The bully’s grin quickly faded and everyone waited for the rest of his tirade. He crumpled to the ground motionless. As he did, I saw a dark winged animal fly from him and perch on the fence. I sped over to his side and shook him. “Kevin. Wake up.” This is taking things too far!” Kevin didn’t move and I became terrified. “Kevin!” I felt for a pulse. Nothing. “Call 911!” Another teacher raced out of the building and frantically dialed, while I started CPR.
The inky creature remained on the fence. I sensed its beady black eyes staring at me. The medics loaded Kevin up on the stretcher. They were doing CPR as the ambulance rolled away. I hoped it would be gone when I looked up. Nope, still there with its piercing stare. It had the face of a raven, with the wings of a bat, about the size of an eagle. I wondered why the kids stood so close. Couldn’t they see it? I wanted to bolt, but froze. Later, I learned Kevin never made it to the hospital alive. Rumors about a possible congenital heart defect. I know better.
My classroom was as quiet as death. Poor choice of words, huh? The little girl who hurled those words at Kevin was in my classroom.

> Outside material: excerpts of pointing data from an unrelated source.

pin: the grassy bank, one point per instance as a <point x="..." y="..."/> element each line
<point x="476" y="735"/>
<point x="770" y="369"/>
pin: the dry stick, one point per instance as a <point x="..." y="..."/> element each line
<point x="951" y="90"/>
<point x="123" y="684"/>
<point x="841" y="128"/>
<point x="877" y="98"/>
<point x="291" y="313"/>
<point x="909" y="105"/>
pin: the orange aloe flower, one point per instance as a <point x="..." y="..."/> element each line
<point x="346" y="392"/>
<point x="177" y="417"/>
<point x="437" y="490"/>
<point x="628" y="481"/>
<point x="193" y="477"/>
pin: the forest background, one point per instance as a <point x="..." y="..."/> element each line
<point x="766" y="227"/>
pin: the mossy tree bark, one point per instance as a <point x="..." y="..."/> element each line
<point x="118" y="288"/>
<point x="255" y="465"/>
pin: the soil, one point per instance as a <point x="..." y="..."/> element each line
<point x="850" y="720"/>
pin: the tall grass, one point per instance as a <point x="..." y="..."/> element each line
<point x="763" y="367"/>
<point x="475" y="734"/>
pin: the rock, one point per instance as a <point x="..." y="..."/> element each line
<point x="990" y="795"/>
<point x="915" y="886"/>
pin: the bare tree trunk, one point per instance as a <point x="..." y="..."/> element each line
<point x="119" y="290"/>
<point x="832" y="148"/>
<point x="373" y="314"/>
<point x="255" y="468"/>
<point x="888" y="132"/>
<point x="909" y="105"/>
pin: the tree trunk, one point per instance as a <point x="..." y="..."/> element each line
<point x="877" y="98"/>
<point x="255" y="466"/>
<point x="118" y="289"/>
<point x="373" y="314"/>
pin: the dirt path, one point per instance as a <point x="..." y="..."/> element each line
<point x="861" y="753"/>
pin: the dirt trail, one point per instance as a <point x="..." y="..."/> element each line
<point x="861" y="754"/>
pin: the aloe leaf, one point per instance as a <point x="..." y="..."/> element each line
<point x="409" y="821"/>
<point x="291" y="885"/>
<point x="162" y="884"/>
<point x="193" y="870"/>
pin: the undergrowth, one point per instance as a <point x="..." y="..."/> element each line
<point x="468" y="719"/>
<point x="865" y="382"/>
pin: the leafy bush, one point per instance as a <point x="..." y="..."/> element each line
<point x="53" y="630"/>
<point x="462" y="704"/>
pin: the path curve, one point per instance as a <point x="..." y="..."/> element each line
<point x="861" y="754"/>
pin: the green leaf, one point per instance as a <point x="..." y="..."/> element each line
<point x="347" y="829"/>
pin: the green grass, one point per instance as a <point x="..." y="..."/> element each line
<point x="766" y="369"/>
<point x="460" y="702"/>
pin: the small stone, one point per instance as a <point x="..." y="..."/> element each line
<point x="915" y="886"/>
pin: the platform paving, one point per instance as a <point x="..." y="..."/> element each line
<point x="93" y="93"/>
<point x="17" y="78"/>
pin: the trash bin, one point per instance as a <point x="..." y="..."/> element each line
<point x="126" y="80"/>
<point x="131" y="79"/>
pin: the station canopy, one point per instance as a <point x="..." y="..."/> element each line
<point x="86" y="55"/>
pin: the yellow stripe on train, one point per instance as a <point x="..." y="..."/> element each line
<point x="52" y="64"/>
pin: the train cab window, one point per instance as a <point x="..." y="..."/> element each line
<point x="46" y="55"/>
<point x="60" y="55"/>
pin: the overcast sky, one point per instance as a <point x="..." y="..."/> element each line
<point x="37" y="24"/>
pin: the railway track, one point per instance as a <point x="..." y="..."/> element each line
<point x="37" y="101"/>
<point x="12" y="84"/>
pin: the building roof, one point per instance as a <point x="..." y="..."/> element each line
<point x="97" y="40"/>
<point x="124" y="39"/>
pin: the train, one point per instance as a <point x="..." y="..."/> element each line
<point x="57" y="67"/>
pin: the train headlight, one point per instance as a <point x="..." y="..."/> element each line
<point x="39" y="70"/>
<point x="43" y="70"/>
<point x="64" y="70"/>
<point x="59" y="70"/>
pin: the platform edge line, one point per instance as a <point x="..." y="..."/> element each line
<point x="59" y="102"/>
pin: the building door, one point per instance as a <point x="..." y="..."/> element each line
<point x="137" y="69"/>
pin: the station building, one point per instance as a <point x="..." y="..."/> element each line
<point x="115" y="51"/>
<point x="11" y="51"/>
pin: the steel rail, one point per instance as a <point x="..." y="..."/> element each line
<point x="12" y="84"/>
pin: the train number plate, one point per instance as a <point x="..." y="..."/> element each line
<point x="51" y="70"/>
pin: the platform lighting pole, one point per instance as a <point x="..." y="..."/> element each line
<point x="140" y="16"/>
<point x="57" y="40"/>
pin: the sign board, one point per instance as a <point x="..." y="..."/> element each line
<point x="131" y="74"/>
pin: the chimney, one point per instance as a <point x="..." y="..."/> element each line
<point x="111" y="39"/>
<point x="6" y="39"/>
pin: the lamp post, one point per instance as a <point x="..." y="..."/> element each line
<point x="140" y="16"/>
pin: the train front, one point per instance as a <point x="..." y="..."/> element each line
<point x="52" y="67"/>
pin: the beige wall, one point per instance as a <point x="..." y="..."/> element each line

She was new. The other kids went out of their way to avoid her. “Hey, John would you please sit next to Sarah? We only have so many desks.” John hesitated, then nodded “yes.”
“Hi. I’m John.” He appeared to move in slow motion. The desk creaked a warning, as he sat down next to her. John was not well liked, either, but at least he was kind.
“Hey,” Sara whispered. Her tear-stained face was calmer now. The bird thing settled on her shoulder and groomed itself. This time it was smaller and grayer. Sara seemed oblivious to the cooing sounds it made close to her ear. They sure didn’t cover this in crisis intervention training. Hopefully, that meant it was happy and no one was in immediate danger of dropping dead.
My voice was shaky and I tried to put on my best game face. I could feel the moisture on my forehead and attempted to take a deep breath. Maybe, reading a story would help us feel right side up again. “Please turn to page…”
A loud thud interrupted my instructions, as a stack of Sarah’s books slid onto the floor, assisted by the girl behind her. Camille had a snarky expression on her face. She added, “Freak,” as she scowled at Sarah. The bird creature turned raven black and rapidly grew in size. Sarah started wailing. She rocked back and forth in her chair in a vain attempt to calm herself. I silently prayed she wouldn’t say anything.
“I’m tired of people being mean to me. I wish you’d go away Cammy!”
I blinked and no Camille. The other children gasped in unison. The winged beast disappeared for a moment and returned with bat wings in full extension, fiercely glaring at me like I should have intervened to prevent this.
I was not aware I was biting my lip until I tasted the blood. I had no earthly idea of what to do next. Do I call for help? I sure as hell wasn’t going to reprimand Sarah. I quickly abandoned the illusion I was in control of the classroom. I wanted to survive and save as many of the others as I could.
Other students joined the sobbing Sarah, and the room became a chorus of crying. The demon bird decreased in stature, but remained black. It stood guard on Sarah’s desk. John leaned over and put his hand on Sarah’s shoulder. I held my breath. His gray eyes met her baby blues. “Sarah, I’m sorry we hurt you. Please don’t be sad anymore.”
Murmurs of agreement and added apologies filled the air. Sarah stopped weeping. The angry bird dissolved into a gray dove. An astonished Camille rematerialized back in her chair. I exhaled.
‘Sticks and stones may break my bones, but words will never hurt me.’ Never have believed it and never will. Now you know why.